Pam et David Wilson, un couple de missionnaires, ont été bannis de Turquie après près de 40 ans de résidence. Ils se sont vu attribuer un code G87, les qualifiant de « menace pour la sécurité », et ont porté leur cas devant la Cour européenne des droits de l’homme, soutenu par ADF International.
Le ministre chrétien David Byle a également été contraint de quitter la Turquie en 2018 après plus de 19 ans. Les autorités l’ont présenté comme une menace pour l’ordre public et la sécurité, lui imposant une interdiction d’entrée permanente après qu’il ait quitté le pays. Les Byle vivent désormais en Allemagne.
« L’intolérance envers les chrétiens reste aujourd’hui une préoccupation dans la région de l’OSCE », a déclaré Peric.
Yavuz Aydin, un ancien juge turc en exil, a souligné la corrélation entre les tendances autocratiques et la pression sur les groupes minoritaires.
ADF International, qui conteste le traitement réservé aux chrétiens par la Turquie devant la Cour européenne des droits de l’homme, espère que la Cour « tiendra la Turquie pour responsable ».
Le président turc Recep Tayyip Erdogan vise à étendre l’influence islamique turque, selon le groupe chrétien Barnabas Aid. Bien qu’elle soit un État laïc, la population chrétienne de Turquie est traitée comme inférieure à la majorité musulmane, affirme le groupe, notant qu’entre janvier 2019 et mars 2022, la Turquie a expulsé 78 pasteurs étrangers et leurs familles.
La Cour européenne des droits de l’homme a jugé en novembre 2022 que la Turquie avait violé les droits d’une église grecque en refusant de l’autoriser à enregistrer ses terres.
En juin 2022, une famille chrétienne assyrienne a été attaquée dans la province turque de Mardin. Un cimetière chrétien a été profané le mois suivant.

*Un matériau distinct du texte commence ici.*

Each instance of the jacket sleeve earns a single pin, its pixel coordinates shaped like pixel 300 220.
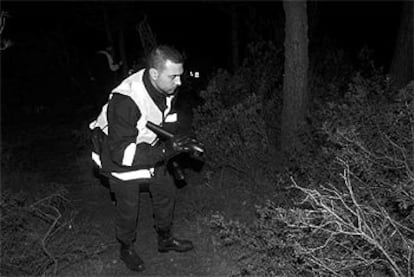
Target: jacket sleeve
pixel 123 115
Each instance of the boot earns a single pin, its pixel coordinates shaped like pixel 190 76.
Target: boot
pixel 167 242
pixel 130 257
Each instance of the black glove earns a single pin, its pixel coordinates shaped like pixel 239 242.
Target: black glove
pixel 184 144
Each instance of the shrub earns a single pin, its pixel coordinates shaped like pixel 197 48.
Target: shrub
pixel 357 225
pixel 238 109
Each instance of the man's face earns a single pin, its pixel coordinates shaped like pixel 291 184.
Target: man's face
pixel 168 78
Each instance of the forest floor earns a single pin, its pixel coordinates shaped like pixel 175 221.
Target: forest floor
pixel 53 156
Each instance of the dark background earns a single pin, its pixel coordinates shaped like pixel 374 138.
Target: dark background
pixel 49 66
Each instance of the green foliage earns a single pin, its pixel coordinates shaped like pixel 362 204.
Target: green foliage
pixel 234 120
pixel 359 224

La communauté chrétienne porte encore le traumatisme des génocides arméniens, assyriens et grecs du début du XXe siècle, où 3,75 millions de croyants ont été tués.
Même si le système juridique turc protège techniquement les libertés religieuses, la réalité des chrétiens est différente, selon Open Doors, qui affirme que les convertis de l’islam sont confrontés à des pressions et à des menaces, et que les femmes qui se convertissent sont les plus vulnérables à la persécution.
Les églises syriaques arméniennes et assyriennes sont confrontées à l’hostilité dans le sud-est de la Turquie. Ils se sont déplacés vers l’ouest du pays pour échapper au conflit entre l’armée turque et les groupes de résistance kurde.
Les régions intérieures de la Turquie sont plus conservatrices et peuvent être hostiles envers les chrétiens, selon Open Doors, qui affirme que la discrimination est également facilitée par l’appartenance religieuse enregistrée sur les cartes d’identité.